Hubo un tiempo en que se leían los textos sagrados con reverencia. Delante de lo numinoso, el mortal temía; delante de lo sagrado, el pecador temía; delante de los infinito, lo finito se perdía; delante de lo eterno, lo humano menguaba.

Lentamente, teólogos y exegetas, científicos y técnicos, gramáticos y lingüistas, minaron los sueños y las fantasías de los niños, vaciaron la verdad de los poetas, quisieron explicar el misterio, captar la verdad, sistematizar a Dios, disecar el poema y criticar la alegoría. ¡Y lo consiguieron!

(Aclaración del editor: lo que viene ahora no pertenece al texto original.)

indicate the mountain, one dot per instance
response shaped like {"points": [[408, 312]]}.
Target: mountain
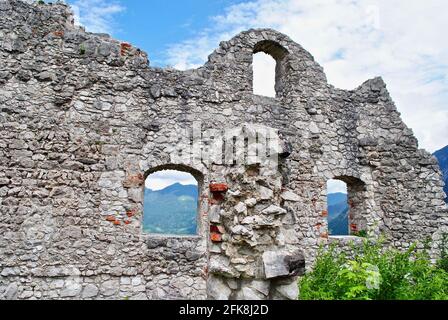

Ellos exiliaron a los magos que corren detrás de las estrellas; escondieron a los profetas alucinados que hablan de ruedas de fuego en el cielo; quemaron a las mujeres que sienten en el cuerpo el éxtasis de lo divino.

Esos asesinos de la belleza, en el afán de explicar lo imposible y mapear los rumbos del Espíritu, dejaron al mundo más pobre, a la fe más segura, a la oración menos incierta y Dios quedó pequeño.

Ahora, quien necesite un milagro, dispone de hábiles evangelistas que ayudan a abrir las ventanas de los cielos; quien tenga dudas, puede comprar exhaustivos manuales sobre Dios; cuando la vida parezca amenazadora, es posible domesticarla, contratando profetas en alquiler.

Mi alma, sin embargo, tiene anhelo por la poesía que me abandone reticente; por la prosa que me hierva la sangre; por la ficción que me conmueva las entrañas; por el drama que me erice la piel; por los personajes que salten de los escenarios para encarnar en mí.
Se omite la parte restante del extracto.